Perché gli adulti oggi fanno così fatica a «lanciare fili davanti a sé»?
Educazione come racconto resistente
L’evanescenza che rischiano molti percorsi biografici che sono portati, nel relativismo e nel disorientamento, a non consistere da nessuna parte espone a ottusi adattamenti. Mentre altri sono spinti a trovare appiglio nelle “identità rifugio”, solide e “inventate”, dei nazionalismi, dei localismi, dei fondamentalismi.
La scuola può essere il luogo per provare dialoghi che tessano un’interpretazione dell’esistenza? Una ripresa in mano del filo di decisioni in responsabilità e senso? Se l’educazione si fa “pratica delle libertà”, secondo la lezione di Freire, ragazze e ragazzi sono messi nella condizione di connettere i saperi e i racconti, le abilità e le informazioni alle dimensioni di emancipazione umana o di cura responsabile.
E diventa possibile ricomporre e tenere aperta una identità “multiplex” (e non “simplex”): identità contestuale, costituita da ospiti stranieri, praticoetica. In cui scoprire che “io sono la mia storia, non il mio destino”, non essenza ma tendenza.
Resistere al restringersi dell’area dell’esperienza
Provare a sentire il gusto dell’esistenza come esperienza specifica, come storia: aperta in un mondo «nel quale si è già parlato prima di noi» (come annota Paul Ricoeur), che ci è consegnato attraverso dimensioni vitali, materiali e simboliche. Storia narrata nei vincoli di uno scenario con cui misurarsi con un “senso della realtà” nuovo. Per far conoscere questo “senso della realtà” ci si chiede di lavorare in due direzioni: ascoltando il desiderio che abita la realtà (desiderio di rispetto, di cura, di compagnia e destinazione buona), e non guardando la realtà per plasmarla nel desiderio di io narcisisti; costruendo dialoghi tra culture e saperi, tra prospettive generazionali e di genere, che disegnino delle rappresentazioni abitabili della realtà (noi abitiamo rappresentazioni che, se dialoghiamo, si avvicinano rispettose alla realtà, e al suo mistero).

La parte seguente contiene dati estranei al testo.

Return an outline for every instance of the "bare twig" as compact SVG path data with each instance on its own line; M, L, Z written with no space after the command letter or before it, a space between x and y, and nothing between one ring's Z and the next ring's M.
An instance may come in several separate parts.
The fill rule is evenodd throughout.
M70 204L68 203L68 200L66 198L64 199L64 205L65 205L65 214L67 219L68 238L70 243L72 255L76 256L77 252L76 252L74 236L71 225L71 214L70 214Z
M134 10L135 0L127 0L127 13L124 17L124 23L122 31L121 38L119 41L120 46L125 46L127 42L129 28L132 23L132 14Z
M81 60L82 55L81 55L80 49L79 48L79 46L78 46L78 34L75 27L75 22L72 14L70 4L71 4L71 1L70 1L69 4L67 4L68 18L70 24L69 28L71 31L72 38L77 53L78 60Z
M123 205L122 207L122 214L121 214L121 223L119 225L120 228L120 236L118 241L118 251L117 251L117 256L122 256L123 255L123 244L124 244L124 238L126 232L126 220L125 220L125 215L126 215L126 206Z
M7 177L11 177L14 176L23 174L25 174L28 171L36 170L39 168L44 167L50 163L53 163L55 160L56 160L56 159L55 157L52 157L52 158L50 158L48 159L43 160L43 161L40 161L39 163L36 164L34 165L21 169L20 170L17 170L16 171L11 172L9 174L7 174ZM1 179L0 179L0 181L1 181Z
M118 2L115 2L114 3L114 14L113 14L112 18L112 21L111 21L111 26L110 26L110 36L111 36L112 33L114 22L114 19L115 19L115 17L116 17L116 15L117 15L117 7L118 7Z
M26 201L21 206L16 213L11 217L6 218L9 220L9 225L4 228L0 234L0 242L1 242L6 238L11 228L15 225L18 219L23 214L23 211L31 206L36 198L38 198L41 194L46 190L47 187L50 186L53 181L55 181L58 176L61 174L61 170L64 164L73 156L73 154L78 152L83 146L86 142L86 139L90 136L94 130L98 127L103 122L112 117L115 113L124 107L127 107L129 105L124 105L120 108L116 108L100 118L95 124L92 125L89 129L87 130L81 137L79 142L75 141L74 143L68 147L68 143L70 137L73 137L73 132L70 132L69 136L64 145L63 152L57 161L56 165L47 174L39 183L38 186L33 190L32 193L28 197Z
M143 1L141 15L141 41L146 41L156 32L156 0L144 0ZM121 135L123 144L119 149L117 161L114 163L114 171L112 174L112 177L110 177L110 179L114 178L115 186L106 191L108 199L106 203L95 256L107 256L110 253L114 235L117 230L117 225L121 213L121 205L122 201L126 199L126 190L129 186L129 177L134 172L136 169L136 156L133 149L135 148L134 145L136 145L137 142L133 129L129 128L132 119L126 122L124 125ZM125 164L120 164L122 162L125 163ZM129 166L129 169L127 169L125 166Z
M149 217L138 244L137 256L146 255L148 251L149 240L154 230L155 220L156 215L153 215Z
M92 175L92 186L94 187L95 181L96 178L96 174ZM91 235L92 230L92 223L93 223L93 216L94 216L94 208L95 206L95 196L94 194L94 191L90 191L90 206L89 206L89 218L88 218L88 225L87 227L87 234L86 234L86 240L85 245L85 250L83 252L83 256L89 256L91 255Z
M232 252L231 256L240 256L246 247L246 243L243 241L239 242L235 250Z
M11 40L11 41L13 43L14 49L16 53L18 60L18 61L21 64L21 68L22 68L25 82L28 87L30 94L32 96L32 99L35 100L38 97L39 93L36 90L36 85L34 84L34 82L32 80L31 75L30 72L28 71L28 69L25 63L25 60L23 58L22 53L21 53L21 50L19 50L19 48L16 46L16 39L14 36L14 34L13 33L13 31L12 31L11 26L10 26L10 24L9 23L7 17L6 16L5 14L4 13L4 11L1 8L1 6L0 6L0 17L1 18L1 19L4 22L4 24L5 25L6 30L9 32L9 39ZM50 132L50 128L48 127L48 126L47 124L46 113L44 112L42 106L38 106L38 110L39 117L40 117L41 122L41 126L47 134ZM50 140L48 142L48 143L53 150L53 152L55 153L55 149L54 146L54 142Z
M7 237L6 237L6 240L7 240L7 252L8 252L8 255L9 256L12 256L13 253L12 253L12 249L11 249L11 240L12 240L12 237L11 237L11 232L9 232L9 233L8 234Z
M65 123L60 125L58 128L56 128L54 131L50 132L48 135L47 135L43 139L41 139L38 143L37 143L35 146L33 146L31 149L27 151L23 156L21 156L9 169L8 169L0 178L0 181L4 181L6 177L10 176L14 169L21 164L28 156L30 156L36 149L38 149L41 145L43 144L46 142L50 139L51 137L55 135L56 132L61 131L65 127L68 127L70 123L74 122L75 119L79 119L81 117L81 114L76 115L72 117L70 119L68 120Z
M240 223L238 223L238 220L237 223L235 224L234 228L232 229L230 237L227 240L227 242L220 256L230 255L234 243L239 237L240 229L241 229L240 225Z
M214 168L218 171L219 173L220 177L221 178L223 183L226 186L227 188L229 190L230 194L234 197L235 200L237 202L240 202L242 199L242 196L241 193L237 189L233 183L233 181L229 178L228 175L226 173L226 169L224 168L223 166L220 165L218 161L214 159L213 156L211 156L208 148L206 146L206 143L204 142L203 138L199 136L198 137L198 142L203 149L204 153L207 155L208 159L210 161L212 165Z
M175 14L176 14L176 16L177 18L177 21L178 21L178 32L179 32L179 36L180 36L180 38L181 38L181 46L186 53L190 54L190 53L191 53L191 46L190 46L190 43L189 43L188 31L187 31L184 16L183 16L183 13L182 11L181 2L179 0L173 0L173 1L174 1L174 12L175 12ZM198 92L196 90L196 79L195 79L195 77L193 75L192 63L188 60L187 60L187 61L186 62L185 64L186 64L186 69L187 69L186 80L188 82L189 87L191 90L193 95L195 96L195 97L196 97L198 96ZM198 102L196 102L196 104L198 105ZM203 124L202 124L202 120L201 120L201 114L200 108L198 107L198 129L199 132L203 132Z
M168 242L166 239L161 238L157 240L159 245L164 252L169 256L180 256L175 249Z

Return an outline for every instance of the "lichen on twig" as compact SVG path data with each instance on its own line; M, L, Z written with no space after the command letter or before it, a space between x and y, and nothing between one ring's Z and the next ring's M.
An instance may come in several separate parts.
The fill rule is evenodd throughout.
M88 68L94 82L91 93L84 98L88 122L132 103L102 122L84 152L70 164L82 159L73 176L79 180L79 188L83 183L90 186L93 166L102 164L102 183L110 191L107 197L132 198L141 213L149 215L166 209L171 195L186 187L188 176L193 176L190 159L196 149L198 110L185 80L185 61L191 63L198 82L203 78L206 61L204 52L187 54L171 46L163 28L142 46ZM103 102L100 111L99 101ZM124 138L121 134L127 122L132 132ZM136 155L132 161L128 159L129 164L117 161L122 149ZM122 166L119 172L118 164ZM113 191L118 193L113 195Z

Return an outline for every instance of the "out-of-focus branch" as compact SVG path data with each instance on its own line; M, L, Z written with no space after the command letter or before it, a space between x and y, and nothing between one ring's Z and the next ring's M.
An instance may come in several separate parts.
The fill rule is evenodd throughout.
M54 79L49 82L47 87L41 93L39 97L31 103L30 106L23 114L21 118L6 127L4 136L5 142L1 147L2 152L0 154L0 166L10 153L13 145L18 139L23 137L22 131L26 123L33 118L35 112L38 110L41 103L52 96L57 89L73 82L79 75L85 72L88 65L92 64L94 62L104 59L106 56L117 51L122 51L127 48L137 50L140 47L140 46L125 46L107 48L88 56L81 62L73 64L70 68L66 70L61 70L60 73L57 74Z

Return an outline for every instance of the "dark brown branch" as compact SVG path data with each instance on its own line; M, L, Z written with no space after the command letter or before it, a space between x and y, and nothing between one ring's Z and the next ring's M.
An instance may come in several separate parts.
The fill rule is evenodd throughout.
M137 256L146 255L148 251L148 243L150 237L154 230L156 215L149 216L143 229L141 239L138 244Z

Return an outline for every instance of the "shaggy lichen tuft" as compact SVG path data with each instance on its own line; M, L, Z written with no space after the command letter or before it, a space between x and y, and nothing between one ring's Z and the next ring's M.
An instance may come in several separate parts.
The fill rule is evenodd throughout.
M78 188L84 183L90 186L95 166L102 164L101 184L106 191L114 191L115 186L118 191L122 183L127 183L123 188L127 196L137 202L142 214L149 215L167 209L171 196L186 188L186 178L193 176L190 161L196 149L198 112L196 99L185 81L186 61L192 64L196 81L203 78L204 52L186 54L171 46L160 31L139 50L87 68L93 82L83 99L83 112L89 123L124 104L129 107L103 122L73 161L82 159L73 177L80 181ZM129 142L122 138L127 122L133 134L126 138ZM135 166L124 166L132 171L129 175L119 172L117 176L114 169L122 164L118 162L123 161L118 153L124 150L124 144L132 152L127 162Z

Resistere al riconoscimento e al disconoscimento dell’altro
L’imbarazzo più profondo, la sfida più sottilmente evitata è, oggi, l’incontro/conflitto con l’altro”. È sempre più frequente leggere l’allarme per la “scomparsa” della comprensione di ciò che accade all’altro. L’altro, l’altra rimane il desiderio e la mancanza più profonda; l’altro, l’altra è l’idolo padroneggiato dalla scienza, dalla tecnica, dall’economia in un mondo che non vuole più avere confini. Le fondamentali esperienze della condizione umana le guerre, la religione, la politica, l’amicizia, l’amore, la poesia, la natura e le sue catastrofi richiedono, per essere vissute e comprese, un’unica cosa: che il senso che ciascuna/o dà ad esse abbia un significato nel linguaggio dell’altro, che lo sguardo dell’altro abbia rilevanza e fondatezza e sia implicato in ciò che accade (L. Boella, Per amore di altro, 2000).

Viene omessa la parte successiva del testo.